Optimization of the preparation process for lenvatinib mixed micelles by central composite design-response surface methodology
KAILIBINUER Aobuliaisan, LI Qian, XIE Zhi, JIA Wenyan, YIN Dongfeng
2024, 42(11): 495-502. doi: 10.12206/j.issn.2097-2024.202403019
Abstract(1648) HTML (1121) PDF (1395KB)(5)
Abstract:
  Objective  To optimize the formulation and preparation process of lenvatinib mixed micelles.   Methods  Hybrid micelles of lenvatinib were prepared by film hydration method, with Pluronic P123 and F127 as carrier materials.
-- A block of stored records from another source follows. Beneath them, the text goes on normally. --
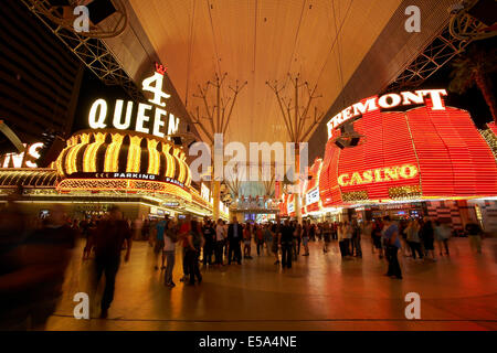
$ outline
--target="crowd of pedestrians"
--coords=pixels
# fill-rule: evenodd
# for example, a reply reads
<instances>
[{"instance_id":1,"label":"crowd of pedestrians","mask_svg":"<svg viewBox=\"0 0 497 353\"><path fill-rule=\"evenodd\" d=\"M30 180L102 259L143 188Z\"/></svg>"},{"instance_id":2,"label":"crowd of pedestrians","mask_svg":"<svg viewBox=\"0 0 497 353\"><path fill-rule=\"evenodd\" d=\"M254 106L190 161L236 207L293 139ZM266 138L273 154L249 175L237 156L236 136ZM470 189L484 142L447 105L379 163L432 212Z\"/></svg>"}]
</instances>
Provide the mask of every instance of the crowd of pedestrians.
<instances>
[{"instance_id":1,"label":"crowd of pedestrians","mask_svg":"<svg viewBox=\"0 0 497 353\"><path fill-rule=\"evenodd\" d=\"M178 250L182 253L180 281L194 286L202 282L203 268L242 265L242 261L250 263L254 256L273 257L275 266L289 269L300 256L311 255L311 242L321 244L317 248L324 255L330 252L334 243L338 244L343 260L360 260L363 256L361 243L370 240L372 254L388 261L385 276L402 279L399 256L414 261L436 261L436 253L438 256L451 255L452 236L447 224L438 220L433 222L430 217L396 222L384 216L366 222L322 223L308 220L302 223L289 220L281 222L276 217L275 222L265 224L242 224L233 217L226 224L223 220L213 222L204 218L199 222L187 215L182 220L165 216L151 221L130 221L117 206L105 215L81 222L68 220L61 207L53 207L46 220L30 225L12 203L0 217L0 299L12 303L0 314L13 328L40 328L53 313L61 296L71 249L78 236L86 239L83 260L94 260L95 291L101 278L105 277L102 318L108 315L121 258L125 263L129 261L133 240L150 244L150 252L155 254L151 270L160 270L163 284L173 288ZM482 253L483 231L479 225L467 223L465 232L472 249ZM34 300L36 296L43 300Z\"/></svg>"}]
</instances>

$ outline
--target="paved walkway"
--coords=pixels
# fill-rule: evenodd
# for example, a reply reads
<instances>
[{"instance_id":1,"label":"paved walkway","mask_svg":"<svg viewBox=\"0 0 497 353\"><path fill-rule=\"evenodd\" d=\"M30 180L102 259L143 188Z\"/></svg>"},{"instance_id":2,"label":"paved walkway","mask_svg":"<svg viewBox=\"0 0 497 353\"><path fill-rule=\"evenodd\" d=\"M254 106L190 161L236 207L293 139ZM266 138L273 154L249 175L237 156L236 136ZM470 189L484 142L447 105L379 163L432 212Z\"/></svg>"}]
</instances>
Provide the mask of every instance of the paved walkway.
<instances>
[{"instance_id":1,"label":"paved walkway","mask_svg":"<svg viewBox=\"0 0 497 353\"><path fill-rule=\"evenodd\" d=\"M311 243L310 256L300 256L292 269L255 254L242 266L203 269L203 282L195 287L179 281L177 257L171 290L154 270L152 249L136 242L130 261L119 269L106 320L72 315L73 296L89 292L92 271L92 261L82 263L77 249L47 330L497 330L497 239L484 240L482 255L470 253L468 239L457 238L450 258L402 257L403 280L383 276L387 264L371 254L368 239L362 260L342 261L337 243L328 254L321 244ZM421 296L421 320L404 317L404 297L412 291ZM98 317L98 302L92 304L92 315Z\"/></svg>"}]
</instances>

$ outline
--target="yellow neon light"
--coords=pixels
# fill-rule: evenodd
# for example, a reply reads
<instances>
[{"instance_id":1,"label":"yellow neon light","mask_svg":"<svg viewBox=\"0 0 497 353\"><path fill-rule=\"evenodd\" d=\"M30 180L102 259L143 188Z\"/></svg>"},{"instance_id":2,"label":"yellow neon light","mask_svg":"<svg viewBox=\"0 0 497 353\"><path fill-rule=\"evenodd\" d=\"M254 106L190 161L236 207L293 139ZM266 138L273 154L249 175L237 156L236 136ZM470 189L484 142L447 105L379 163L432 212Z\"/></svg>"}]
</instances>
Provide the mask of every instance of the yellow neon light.
<instances>
[{"instance_id":1,"label":"yellow neon light","mask_svg":"<svg viewBox=\"0 0 497 353\"><path fill-rule=\"evenodd\" d=\"M149 174L159 174L159 165L160 165L160 153L157 150L157 145L159 141L149 139L148 143L148 170Z\"/></svg>"},{"instance_id":2,"label":"yellow neon light","mask_svg":"<svg viewBox=\"0 0 497 353\"><path fill-rule=\"evenodd\" d=\"M126 165L126 172L138 173L140 171L140 160L141 160L141 148L140 148L141 137L131 136L128 147L128 163Z\"/></svg>"},{"instance_id":3,"label":"yellow neon light","mask_svg":"<svg viewBox=\"0 0 497 353\"><path fill-rule=\"evenodd\" d=\"M91 143L83 156L83 171L84 172L96 172L96 152L98 148L104 145L105 137L107 133L97 132L95 133L95 142Z\"/></svg>"},{"instance_id":4,"label":"yellow neon light","mask_svg":"<svg viewBox=\"0 0 497 353\"><path fill-rule=\"evenodd\" d=\"M105 151L104 172L119 171L119 151L123 146L124 135L113 133L113 141Z\"/></svg>"},{"instance_id":5,"label":"yellow neon light","mask_svg":"<svg viewBox=\"0 0 497 353\"><path fill-rule=\"evenodd\" d=\"M166 176L168 178L175 178L176 172L176 164L175 164L175 158L169 152L171 150L171 145L169 143L162 143L162 151L166 156Z\"/></svg>"},{"instance_id":6,"label":"yellow neon light","mask_svg":"<svg viewBox=\"0 0 497 353\"><path fill-rule=\"evenodd\" d=\"M77 165L76 165L77 152L80 152L80 150L89 142L89 135L83 133L81 136L81 140L82 140L82 142L80 145L75 145L75 146L71 147L71 149L65 158L65 170L67 171L67 174L77 172Z\"/></svg>"}]
</instances>

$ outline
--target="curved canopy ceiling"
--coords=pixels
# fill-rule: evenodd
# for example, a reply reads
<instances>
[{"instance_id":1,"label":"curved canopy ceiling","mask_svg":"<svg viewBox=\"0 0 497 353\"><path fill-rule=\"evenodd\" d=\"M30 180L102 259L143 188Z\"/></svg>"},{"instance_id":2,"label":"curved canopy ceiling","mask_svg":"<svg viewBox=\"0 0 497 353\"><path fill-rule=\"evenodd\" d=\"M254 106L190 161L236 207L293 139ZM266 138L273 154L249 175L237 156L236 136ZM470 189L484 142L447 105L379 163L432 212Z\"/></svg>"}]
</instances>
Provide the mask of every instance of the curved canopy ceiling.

Optimal formulation was selected through single-factor experiments and central composite design-response surface methodology, and preliminary characterization of its physical properties was conducted.   Results  The optimized formulation and process conditions were identified as follows: P123 mass percentage of 80%, carrier material amount of 90 mg, drug loading of 10 mg, hydration volume of 6 ml, hydration time of 45 min, and rotary evaporation temperature of 55℃. The resulting lenvatinib mixed micelles had an average particle size of (104.0±0.32) nm, a polydispersity index (PDI) of 0.22±1.19, and a Zeta potential of (−2.56±0.81) mV. The average encapsulation efficiency was 83.33%±0.30% and the average drug loading was 8.67%±0.07%. The micelles displayed a uniform spherical morphology with a certain sustained-release capability.   Conclusion  The preparation process developed in this study was simple and feasible and produced drug-loaded micelles with high drug loading and encapsulation rates, and stable release, which could provide valuable insights for further research and development of lenvatinib mixed micelles.